I will discuss major trends in the new Palestinian historical writings about the 1948 war. While they are not exactly ‘revisionist’ in the sense the New Israeli historians are revisionists, the Palestinians nevertheless contributed to the transcending of the fixations of earlier historians on issues of dispersal and exile in favor attempting to provide answers to deeper enquiries as to what happened in the Nakba. I discuss here five major works in this new tradition: Rashid Khalidi’s explanation the military debable as a consequence of the popular rebellion of 1936 and the subsequent destruction of the Urban economy; the alternate nationalist discourse developed by Rosemary Sayigh through a focus on the subaltern and the silenced voices of rural women; the investigation of local history as a means of explaining the event of '48 by focusing on the variety of local dynamics involng local resistance, defiance and collaboration, in which adaptation to superior force was a key to survival; the examination of military reports from Jaffa in the final days of the war (Ishkinta, Nazer, and Abu Jbein) reveal the dynamics of conflict between local militias (Najjadeh) and Arab volunteers that contributed significantly to the exodus of the civilian population during the final stages for the war; finally the study by Abbad Yehya show how dispossessed peasants were arming themselves and simultnatiosly engaged in class conflict with local landlords.

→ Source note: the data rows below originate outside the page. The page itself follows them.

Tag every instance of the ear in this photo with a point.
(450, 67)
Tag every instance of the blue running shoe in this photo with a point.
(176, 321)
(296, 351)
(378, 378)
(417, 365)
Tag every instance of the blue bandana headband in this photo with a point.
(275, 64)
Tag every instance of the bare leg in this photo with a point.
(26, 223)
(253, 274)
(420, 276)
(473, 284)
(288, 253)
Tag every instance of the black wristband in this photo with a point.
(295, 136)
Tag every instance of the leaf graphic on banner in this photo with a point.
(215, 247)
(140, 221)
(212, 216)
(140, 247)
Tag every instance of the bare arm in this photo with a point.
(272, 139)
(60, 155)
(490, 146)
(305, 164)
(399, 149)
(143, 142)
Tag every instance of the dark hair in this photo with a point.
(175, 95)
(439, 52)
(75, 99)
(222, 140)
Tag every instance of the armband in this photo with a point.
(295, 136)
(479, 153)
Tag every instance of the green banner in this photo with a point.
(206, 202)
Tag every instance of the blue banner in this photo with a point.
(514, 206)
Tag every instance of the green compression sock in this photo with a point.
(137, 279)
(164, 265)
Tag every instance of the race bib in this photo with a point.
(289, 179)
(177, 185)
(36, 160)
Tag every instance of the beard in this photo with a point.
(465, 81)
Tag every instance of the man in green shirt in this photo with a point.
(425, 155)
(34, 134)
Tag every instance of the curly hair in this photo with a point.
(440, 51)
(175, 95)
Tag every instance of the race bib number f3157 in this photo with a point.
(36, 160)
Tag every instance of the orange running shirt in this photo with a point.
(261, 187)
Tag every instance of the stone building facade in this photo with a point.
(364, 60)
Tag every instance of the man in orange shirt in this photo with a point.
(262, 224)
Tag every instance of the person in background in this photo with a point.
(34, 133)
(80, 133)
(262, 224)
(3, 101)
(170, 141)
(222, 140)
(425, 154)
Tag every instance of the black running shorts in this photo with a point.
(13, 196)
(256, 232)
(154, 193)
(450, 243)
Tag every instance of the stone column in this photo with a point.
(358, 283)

Salim Tamari is professor of sociology at Birzeit University and an adjunct professor at the Center for Contemporary Arab Studies at Georgetown University. He has authored several works on urban culture, political sociology, biography and social history, and the social history of the Eastern Mediterranean. Recent publications include: Year of the Locust: Palestine and Syria during WWI (UC Press, 2010) Ihsan's War: The Intimate Life of an Ottoman Soldier (IPS, Beirut, 2008); The Mountain Against the Sea (University of California Press, 2008); Biography and Social History of Bilad al Sham (edited with I. Nassar,2007, Beirut IPS); Pilgrims, Lepers, and Stuffed Cabbage: Essays on Jerusalem's Cultural History (edited, with I. Nassar, IJS, 2005) and Essays on the Cultural History of Ottoman and Mandate Jerusalem (editor, IJS, 2005).
Tamari has served as visiting professor, University of California at Berkeley (2005, 2007, 2008); Eric Lane Fellow, Cambridge University (2008); lecturer in Mediterranean Studies Venice University (2002-present); among other posts.